It’s easy to build a rocket stove, but it is sometimes a challenge to light one. Here’s an easy method.
by Leon Pantenburg
A rocket stove’s design is based on the premise that it can make the most efficient use of small pieces of biomass. And if that stove is constructed correctly, it will use a fraction of the fuel of a campfire, and produce a hot cooking flame using essentially trash biomass.
But a few folks have mentioned problems in getting the fire going in the stove in the first place.
A fire needs three things: fuel, heat and oxygen to burn. When any of these is missing or inadequate, the fire won’t go.
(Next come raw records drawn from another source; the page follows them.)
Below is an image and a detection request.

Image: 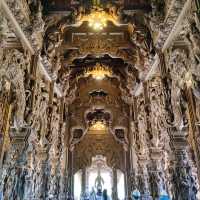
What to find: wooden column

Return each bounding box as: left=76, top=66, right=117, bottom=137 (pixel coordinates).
left=112, top=167, right=118, bottom=200
left=184, top=87, right=200, bottom=183
left=29, top=55, right=39, bottom=111
left=68, top=148, right=74, bottom=197
left=82, top=168, right=86, bottom=194
left=0, top=84, right=12, bottom=168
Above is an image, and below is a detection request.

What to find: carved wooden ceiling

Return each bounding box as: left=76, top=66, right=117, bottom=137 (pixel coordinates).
left=74, top=132, right=125, bottom=173
left=41, top=0, right=153, bottom=170
left=42, top=0, right=151, bottom=13
left=61, top=22, right=137, bottom=65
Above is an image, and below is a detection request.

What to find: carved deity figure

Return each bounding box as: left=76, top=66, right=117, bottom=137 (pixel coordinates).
left=148, top=162, right=164, bottom=199
left=137, top=161, right=149, bottom=196
left=169, top=151, right=197, bottom=200
left=168, top=48, right=188, bottom=129
left=149, top=79, right=164, bottom=147
left=48, top=172, right=59, bottom=199
left=44, top=29, right=62, bottom=61
left=137, top=99, right=148, bottom=154
left=32, top=1, right=44, bottom=33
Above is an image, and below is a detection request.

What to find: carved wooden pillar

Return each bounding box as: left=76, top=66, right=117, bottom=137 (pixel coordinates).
left=1, top=126, right=30, bottom=200
left=34, top=144, right=49, bottom=200
left=48, top=155, right=60, bottom=200
left=124, top=150, right=129, bottom=200
left=126, top=147, right=132, bottom=200
left=28, top=55, right=39, bottom=115
left=0, top=8, right=7, bottom=55
left=68, top=149, right=74, bottom=198
left=112, top=167, right=118, bottom=200
left=82, top=168, right=86, bottom=194
left=185, top=87, right=200, bottom=183
left=24, top=153, right=35, bottom=200
left=129, top=140, right=138, bottom=195
left=137, top=155, right=150, bottom=200
left=59, top=143, right=68, bottom=200
left=58, top=101, right=69, bottom=200
left=71, top=149, right=74, bottom=197
left=148, top=148, right=165, bottom=199
left=59, top=103, right=69, bottom=199
left=158, top=48, right=198, bottom=198
left=169, top=131, right=197, bottom=200
left=129, top=108, right=138, bottom=193
left=24, top=172, right=33, bottom=200
left=0, top=84, right=12, bottom=168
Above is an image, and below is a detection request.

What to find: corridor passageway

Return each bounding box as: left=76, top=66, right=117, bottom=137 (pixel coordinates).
left=0, top=0, right=200, bottom=199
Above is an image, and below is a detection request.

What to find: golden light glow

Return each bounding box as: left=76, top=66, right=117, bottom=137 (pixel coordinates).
left=88, top=11, right=107, bottom=31
left=89, top=121, right=107, bottom=131
left=85, top=63, right=112, bottom=80
left=80, top=9, right=118, bottom=31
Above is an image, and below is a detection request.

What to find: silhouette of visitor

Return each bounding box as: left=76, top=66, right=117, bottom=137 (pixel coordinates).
left=102, top=189, right=110, bottom=200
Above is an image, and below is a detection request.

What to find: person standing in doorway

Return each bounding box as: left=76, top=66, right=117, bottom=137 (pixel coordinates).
left=102, top=189, right=110, bottom=200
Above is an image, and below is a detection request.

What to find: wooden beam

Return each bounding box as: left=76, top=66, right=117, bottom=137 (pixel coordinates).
left=1, top=0, right=34, bottom=54
left=134, top=0, right=192, bottom=96
left=1, top=0, right=63, bottom=98
left=162, top=0, right=192, bottom=52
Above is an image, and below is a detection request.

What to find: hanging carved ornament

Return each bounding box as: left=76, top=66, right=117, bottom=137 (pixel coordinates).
left=84, top=63, right=112, bottom=80
left=78, top=7, right=119, bottom=31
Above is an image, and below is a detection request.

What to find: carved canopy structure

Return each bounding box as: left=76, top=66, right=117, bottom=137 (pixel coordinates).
left=0, top=0, right=200, bottom=199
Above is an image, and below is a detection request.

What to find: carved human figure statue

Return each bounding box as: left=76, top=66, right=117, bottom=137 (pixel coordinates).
left=137, top=100, right=148, bottom=154
left=95, top=169, right=104, bottom=192
left=169, top=48, right=188, bottom=129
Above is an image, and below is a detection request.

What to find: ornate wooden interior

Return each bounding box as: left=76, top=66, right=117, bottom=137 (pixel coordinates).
left=0, top=0, right=200, bottom=199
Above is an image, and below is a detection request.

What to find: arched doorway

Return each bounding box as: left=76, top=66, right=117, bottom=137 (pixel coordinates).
left=74, top=155, right=126, bottom=200
left=87, top=155, right=113, bottom=197
left=117, top=170, right=125, bottom=200
left=74, top=170, right=82, bottom=200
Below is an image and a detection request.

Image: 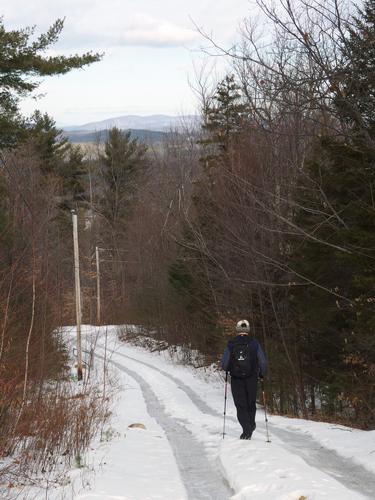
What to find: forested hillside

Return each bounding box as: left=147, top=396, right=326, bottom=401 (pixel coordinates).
left=0, top=2, right=374, bottom=488
left=95, top=0, right=373, bottom=428
left=64, top=128, right=168, bottom=145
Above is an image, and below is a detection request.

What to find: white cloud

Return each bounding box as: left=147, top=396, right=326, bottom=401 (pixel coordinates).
left=118, top=18, right=198, bottom=47
left=1, top=2, right=198, bottom=48
left=70, top=14, right=199, bottom=48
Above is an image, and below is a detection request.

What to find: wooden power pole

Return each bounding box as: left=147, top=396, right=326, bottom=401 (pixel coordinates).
left=95, top=246, right=101, bottom=325
left=72, top=210, right=83, bottom=381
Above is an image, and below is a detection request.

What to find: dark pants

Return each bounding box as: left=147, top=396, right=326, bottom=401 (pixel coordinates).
left=231, top=376, right=258, bottom=435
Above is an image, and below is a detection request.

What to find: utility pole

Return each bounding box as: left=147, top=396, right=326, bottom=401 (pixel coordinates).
left=72, top=210, right=83, bottom=381
left=95, top=246, right=101, bottom=325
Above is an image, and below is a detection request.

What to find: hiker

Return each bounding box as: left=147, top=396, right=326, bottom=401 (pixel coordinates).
left=221, top=319, right=267, bottom=440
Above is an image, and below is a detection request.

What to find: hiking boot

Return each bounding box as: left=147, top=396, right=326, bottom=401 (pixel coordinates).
left=240, top=432, right=252, bottom=440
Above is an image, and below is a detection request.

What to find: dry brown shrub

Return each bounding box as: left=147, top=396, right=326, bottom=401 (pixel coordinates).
left=0, top=375, right=113, bottom=492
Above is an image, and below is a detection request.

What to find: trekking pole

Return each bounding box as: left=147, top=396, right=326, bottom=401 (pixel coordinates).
left=261, top=379, right=271, bottom=443
left=222, top=371, right=228, bottom=439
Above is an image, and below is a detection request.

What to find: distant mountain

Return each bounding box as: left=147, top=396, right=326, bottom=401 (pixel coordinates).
left=63, top=128, right=168, bottom=144
left=64, top=114, right=199, bottom=133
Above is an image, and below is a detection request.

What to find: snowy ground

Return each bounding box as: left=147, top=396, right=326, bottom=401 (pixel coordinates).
left=9, top=325, right=375, bottom=499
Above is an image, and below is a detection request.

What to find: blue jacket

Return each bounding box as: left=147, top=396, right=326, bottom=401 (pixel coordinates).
left=221, top=335, right=267, bottom=378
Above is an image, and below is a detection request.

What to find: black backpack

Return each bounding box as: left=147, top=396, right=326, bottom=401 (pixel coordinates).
left=229, top=337, right=257, bottom=378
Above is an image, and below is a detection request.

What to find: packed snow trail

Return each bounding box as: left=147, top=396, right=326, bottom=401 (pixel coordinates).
left=98, top=351, right=375, bottom=498
left=101, top=349, right=223, bottom=418
left=100, top=354, right=234, bottom=499
left=99, top=345, right=375, bottom=499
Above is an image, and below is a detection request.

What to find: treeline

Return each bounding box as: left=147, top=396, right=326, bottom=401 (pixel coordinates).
left=0, top=20, right=110, bottom=485
left=90, top=1, right=374, bottom=428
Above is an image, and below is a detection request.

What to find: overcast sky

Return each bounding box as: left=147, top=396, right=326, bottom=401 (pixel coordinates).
left=1, top=0, right=257, bottom=125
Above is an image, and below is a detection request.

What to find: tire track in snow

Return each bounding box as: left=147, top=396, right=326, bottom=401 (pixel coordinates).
left=271, top=427, right=375, bottom=500
left=103, top=345, right=375, bottom=500
left=103, top=346, right=227, bottom=419
left=95, top=351, right=234, bottom=500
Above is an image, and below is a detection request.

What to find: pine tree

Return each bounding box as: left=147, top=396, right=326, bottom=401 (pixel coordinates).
left=0, top=18, right=101, bottom=147
left=289, top=1, right=375, bottom=426
left=99, top=127, right=147, bottom=226
left=201, top=74, right=247, bottom=167
left=26, top=112, right=87, bottom=211
left=166, top=76, right=247, bottom=355
left=58, top=145, right=87, bottom=210
left=335, top=0, right=375, bottom=136
left=28, top=111, right=70, bottom=175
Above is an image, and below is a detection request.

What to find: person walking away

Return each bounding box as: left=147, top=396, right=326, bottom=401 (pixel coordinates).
left=221, top=319, right=267, bottom=440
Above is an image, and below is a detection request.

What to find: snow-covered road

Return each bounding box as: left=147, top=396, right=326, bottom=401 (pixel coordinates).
left=22, top=325, right=375, bottom=500
left=98, top=346, right=375, bottom=500
left=76, top=326, right=374, bottom=500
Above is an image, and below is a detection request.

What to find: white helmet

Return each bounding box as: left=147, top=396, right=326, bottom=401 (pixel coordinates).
left=236, top=319, right=250, bottom=333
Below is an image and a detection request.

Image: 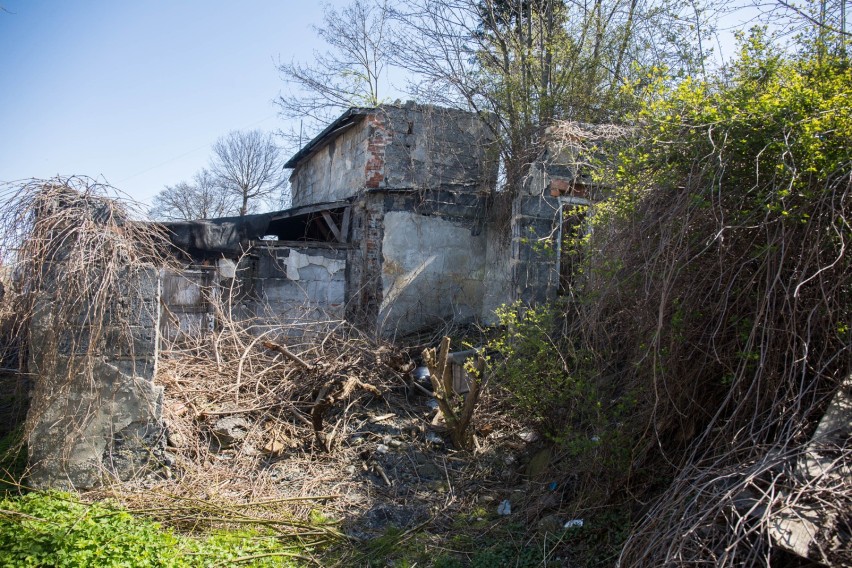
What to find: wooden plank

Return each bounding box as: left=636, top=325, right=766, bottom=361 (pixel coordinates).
left=268, top=199, right=350, bottom=221
left=321, top=210, right=342, bottom=242
left=339, top=206, right=351, bottom=243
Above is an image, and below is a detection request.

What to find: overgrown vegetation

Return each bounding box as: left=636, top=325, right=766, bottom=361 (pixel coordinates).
left=483, top=27, right=851, bottom=566
left=607, top=32, right=851, bottom=565
left=2, top=3, right=851, bottom=567
left=0, top=491, right=309, bottom=567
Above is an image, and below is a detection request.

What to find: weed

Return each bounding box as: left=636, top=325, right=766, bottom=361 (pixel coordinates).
left=0, top=491, right=308, bottom=567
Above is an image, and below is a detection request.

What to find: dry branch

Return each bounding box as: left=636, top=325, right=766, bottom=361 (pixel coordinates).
left=261, top=339, right=315, bottom=370
left=422, top=337, right=483, bottom=450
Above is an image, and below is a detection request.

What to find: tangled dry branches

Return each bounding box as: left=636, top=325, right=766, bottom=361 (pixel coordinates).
left=0, top=177, right=175, bottom=481
left=573, top=120, right=852, bottom=564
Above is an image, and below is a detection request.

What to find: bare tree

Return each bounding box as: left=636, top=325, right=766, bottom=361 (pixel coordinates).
left=276, top=0, right=396, bottom=143
left=210, top=130, right=288, bottom=217
left=149, top=168, right=238, bottom=221
left=750, top=0, right=851, bottom=56
left=390, top=0, right=722, bottom=191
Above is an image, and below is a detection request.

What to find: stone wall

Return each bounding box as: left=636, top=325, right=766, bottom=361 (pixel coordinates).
left=27, top=266, right=163, bottom=490
left=289, top=103, right=498, bottom=208
left=161, top=267, right=216, bottom=340
left=344, top=189, right=496, bottom=337
left=346, top=197, right=385, bottom=329
left=481, top=225, right=512, bottom=324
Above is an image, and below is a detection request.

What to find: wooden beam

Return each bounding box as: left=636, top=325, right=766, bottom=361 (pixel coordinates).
left=314, top=216, right=332, bottom=241
left=321, top=210, right=342, bottom=242
left=339, top=206, right=351, bottom=243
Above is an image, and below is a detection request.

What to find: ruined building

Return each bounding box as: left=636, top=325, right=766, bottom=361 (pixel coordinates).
left=160, top=102, right=595, bottom=339
left=24, top=103, right=596, bottom=489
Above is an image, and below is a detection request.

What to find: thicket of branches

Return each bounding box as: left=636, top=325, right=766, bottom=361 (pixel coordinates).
left=277, top=0, right=723, bottom=194
left=149, top=129, right=289, bottom=221
left=390, top=0, right=718, bottom=189
left=563, top=32, right=852, bottom=565
left=149, top=169, right=239, bottom=221
left=0, top=178, right=174, bottom=465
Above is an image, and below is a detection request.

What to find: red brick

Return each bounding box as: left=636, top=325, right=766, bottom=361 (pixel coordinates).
left=550, top=178, right=570, bottom=193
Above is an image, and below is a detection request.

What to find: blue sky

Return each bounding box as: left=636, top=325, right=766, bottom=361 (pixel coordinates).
left=0, top=1, right=767, bottom=208
left=0, top=1, right=347, bottom=205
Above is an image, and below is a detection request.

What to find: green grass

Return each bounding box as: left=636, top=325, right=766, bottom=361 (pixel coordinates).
left=0, top=429, right=316, bottom=567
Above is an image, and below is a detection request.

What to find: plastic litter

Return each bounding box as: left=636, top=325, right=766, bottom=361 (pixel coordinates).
left=425, top=431, right=443, bottom=444
left=412, top=366, right=431, bottom=381
left=517, top=430, right=540, bottom=443
left=564, top=519, right=584, bottom=528
left=497, top=499, right=512, bottom=516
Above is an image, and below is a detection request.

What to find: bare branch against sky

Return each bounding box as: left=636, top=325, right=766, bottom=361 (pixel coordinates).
left=211, top=130, right=288, bottom=217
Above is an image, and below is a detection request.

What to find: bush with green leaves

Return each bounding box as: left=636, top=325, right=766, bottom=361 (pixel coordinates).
left=484, top=27, right=850, bottom=566
left=588, top=28, right=852, bottom=455
left=486, top=300, right=637, bottom=492
left=583, top=30, right=852, bottom=566
left=489, top=301, right=603, bottom=440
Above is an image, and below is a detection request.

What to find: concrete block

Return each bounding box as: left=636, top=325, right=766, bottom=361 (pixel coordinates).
left=327, top=279, right=346, bottom=305
left=26, top=262, right=164, bottom=490
left=27, top=357, right=165, bottom=490
left=262, top=280, right=309, bottom=304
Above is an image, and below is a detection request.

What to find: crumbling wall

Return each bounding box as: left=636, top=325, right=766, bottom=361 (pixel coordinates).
left=290, top=122, right=371, bottom=207
left=289, top=103, right=499, bottom=208
left=346, top=197, right=385, bottom=330
left=511, top=196, right=562, bottom=305
left=158, top=245, right=348, bottom=338
left=379, top=104, right=498, bottom=193
left=27, top=266, right=164, bottom=490
left=512, top=123, right=607, bottom=304
left=254, top=245, right=347, bottom=325
left=481, top=226, right=512, bottom=324
left=161, top=267, right=216, bottom=340
left=379, top=210, right=486, bottom=337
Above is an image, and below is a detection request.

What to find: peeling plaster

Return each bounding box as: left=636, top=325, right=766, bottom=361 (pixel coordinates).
left=285, top=250, right=346, bottom=281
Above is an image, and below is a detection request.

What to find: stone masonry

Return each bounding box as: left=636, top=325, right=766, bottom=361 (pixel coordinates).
left=27, top=265, right=163, bottom=490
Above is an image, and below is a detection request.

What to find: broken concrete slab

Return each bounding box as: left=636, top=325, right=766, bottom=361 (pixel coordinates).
left=211, top=416, right=250, bottom=450
left=769, top=376, right=852, bottom=565
left=27, top=357, right=165, bottom=489
left=26, top=265, right=164, bottom=490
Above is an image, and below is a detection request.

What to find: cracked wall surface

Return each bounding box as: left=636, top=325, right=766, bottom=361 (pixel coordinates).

The challenge with a rocket stove is that the combustion chamber is small, and it is sometimes difficult to get that initial blaze going. I think the most common problem is stuffing the combustion chamber too full, too soon
Here’s one way to quickly light a rocket stove.
- Ignition: Use my go-to standard cotton balls and petroleum jelly for a firestarter, and use a ferrocerium rod to light it. You can use any sort of flame device you prefer, but use a simple, compact firestarter that will burn for several minutes.
- Gather dry wood: Find the driest biomass objects you can find. Look for pitchwood, dried bark and small twigs on trees. Generally, the biomass you find on the forest floor won’t be the best quality fire material.
- Place the firestarter on a larger stick or piece of wood, ignite it, and shove it into the center of the combustion chamber.
- Poke some smaller sticks in on either side. Don’t stuff the fire box too full or you will reduce the oxygen flow.
- Drop other biomass items down the chimney, being careful not to put too much in. Don’t smother your initial fire.
- Let the fire get going well, then feed it as needed.